Originally the Pinots were made with the help of consultant Hans Vinding-Diers from nearby Bodegas Noemia, but since 2014 Piero has been in charge of the reds, with the help of technical director Gabriele Graia. Gradual changes to the organic viticulture have refined the wines over the year, and the vinification and use of barrels has also become more precise, with a proportion of the wine aged in cement vats to preserve freshness, so that there has been a gain in purity and that inimitable transparency that only Pinot can produce. Harvested manually, the reds are fermented naturally in large round cement vats (Piero calls them his 'Bentleys') with the minimum of intervention before being aged either in cement vats or Burgundian oak barrels of which about 20% are new. Malolactic fermentation takes place naturally in barrel over the course of the following six months, and the wines are then left undisturbed on their lees before being bottled without any fining or filtration.

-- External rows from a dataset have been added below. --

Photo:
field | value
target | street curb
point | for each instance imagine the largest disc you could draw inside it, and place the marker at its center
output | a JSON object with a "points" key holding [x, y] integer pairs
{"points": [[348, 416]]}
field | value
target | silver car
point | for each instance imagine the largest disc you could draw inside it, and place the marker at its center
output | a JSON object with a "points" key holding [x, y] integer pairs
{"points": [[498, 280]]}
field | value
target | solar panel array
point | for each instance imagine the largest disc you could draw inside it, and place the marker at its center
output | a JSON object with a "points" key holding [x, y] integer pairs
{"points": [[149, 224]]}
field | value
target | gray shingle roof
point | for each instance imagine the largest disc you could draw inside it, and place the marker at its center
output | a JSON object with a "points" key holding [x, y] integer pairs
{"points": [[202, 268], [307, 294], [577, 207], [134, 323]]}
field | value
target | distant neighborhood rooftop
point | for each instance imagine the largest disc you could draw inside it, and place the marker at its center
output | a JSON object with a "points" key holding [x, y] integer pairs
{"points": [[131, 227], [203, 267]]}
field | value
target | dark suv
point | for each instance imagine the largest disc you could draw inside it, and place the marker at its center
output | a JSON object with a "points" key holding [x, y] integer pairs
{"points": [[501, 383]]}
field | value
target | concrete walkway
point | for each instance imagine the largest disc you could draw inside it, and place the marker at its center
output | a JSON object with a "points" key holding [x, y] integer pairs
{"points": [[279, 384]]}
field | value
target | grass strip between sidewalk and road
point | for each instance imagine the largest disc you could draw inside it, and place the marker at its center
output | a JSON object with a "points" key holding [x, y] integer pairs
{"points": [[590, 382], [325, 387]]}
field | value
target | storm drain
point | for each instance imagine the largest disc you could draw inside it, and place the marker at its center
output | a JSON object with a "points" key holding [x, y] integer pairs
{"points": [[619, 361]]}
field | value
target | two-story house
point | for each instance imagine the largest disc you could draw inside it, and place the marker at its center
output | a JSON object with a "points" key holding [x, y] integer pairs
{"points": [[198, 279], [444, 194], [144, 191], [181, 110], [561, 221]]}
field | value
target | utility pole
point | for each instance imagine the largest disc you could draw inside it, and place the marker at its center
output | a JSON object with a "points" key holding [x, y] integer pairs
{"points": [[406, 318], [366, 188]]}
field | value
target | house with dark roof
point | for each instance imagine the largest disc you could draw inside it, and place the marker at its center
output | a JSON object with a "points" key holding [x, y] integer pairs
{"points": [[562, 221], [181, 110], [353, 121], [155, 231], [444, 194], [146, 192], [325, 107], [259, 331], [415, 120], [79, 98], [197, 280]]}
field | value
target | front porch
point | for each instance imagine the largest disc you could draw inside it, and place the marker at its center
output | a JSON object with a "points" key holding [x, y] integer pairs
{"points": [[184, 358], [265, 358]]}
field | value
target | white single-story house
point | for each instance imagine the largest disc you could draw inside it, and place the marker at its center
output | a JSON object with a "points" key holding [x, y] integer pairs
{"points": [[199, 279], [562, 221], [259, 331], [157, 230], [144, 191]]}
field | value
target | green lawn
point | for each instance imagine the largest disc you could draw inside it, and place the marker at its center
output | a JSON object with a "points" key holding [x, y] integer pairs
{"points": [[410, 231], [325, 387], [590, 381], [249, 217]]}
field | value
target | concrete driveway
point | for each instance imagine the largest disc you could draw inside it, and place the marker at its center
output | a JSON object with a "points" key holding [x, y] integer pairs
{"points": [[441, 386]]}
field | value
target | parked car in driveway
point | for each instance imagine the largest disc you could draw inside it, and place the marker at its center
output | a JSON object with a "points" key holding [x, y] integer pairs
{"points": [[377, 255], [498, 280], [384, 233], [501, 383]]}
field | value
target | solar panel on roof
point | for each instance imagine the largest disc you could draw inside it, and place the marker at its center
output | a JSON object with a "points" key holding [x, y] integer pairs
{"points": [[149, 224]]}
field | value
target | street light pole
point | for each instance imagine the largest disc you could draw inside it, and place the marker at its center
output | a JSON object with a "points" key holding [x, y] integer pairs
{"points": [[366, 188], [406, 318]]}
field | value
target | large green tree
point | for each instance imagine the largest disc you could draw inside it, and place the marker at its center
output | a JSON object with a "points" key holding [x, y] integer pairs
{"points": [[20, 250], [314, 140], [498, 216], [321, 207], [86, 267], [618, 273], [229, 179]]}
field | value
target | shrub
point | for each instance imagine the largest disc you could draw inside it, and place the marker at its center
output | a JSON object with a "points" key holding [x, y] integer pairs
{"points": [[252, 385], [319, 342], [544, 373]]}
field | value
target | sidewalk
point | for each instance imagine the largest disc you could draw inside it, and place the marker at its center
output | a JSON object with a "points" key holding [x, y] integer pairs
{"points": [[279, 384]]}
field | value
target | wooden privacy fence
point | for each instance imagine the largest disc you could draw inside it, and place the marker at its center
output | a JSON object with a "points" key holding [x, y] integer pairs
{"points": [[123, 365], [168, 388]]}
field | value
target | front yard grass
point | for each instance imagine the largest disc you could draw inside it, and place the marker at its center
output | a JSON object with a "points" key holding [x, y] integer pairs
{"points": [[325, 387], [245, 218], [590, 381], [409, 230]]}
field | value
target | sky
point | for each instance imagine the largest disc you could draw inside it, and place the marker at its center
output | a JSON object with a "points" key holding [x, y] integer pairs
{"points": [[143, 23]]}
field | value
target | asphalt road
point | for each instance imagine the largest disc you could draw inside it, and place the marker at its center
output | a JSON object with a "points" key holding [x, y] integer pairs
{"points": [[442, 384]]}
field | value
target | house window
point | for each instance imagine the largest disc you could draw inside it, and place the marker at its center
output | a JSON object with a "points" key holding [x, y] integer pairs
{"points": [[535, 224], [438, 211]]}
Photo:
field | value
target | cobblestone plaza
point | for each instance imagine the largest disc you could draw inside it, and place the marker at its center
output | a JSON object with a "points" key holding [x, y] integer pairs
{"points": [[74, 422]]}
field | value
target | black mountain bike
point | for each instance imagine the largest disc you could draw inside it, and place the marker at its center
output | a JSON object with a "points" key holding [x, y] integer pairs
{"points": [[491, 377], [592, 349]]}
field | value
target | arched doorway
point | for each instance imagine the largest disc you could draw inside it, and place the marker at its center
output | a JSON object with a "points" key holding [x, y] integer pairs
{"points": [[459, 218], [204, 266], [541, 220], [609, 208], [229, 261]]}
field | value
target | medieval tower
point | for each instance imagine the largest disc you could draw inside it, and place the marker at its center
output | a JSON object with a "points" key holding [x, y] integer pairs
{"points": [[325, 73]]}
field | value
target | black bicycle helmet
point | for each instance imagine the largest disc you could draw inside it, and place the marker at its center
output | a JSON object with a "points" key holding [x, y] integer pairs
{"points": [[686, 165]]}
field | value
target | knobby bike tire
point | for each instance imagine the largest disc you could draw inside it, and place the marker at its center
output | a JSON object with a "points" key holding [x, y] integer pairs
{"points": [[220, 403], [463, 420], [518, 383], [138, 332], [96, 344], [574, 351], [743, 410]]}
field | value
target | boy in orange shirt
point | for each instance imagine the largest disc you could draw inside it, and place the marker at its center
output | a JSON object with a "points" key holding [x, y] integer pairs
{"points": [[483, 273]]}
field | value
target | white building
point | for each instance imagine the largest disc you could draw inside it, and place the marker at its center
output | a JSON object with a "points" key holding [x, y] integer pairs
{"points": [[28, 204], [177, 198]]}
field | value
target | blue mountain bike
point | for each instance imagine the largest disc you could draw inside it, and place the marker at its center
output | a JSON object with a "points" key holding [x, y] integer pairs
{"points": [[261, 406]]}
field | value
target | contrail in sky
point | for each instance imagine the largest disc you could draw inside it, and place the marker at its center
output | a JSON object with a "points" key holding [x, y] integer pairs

In 2016 Piero started a new partnership with Jean-Marc Roulot to produce Chardonnay. The groundwork was done to produce the first vintage in 2017. Piero says that he would never have dared ask J-MR to make wine with him, but a chance encounter showed him that Jean-Marc was enthusiastic about a new project away from the constraints of Burgundy. Chacra had a vineyard of Merlot which never really fitted into what Piero wanted to do, so they bud-grafted this to Chardonnay, giving them an instant vineyard of forty year-old vines – it turned out that this calcareous plot is perfect for Chardonnay. They have since planted much more Chardonnay, and there is considerable excitement about these new wines, which have a taut mineral salinity and complex, nuanced flavours that you'd expect from Jean-Marc Roulot wines.
In 2023 Chacra was awarded the rare 'Robert Parker Green Emblem'.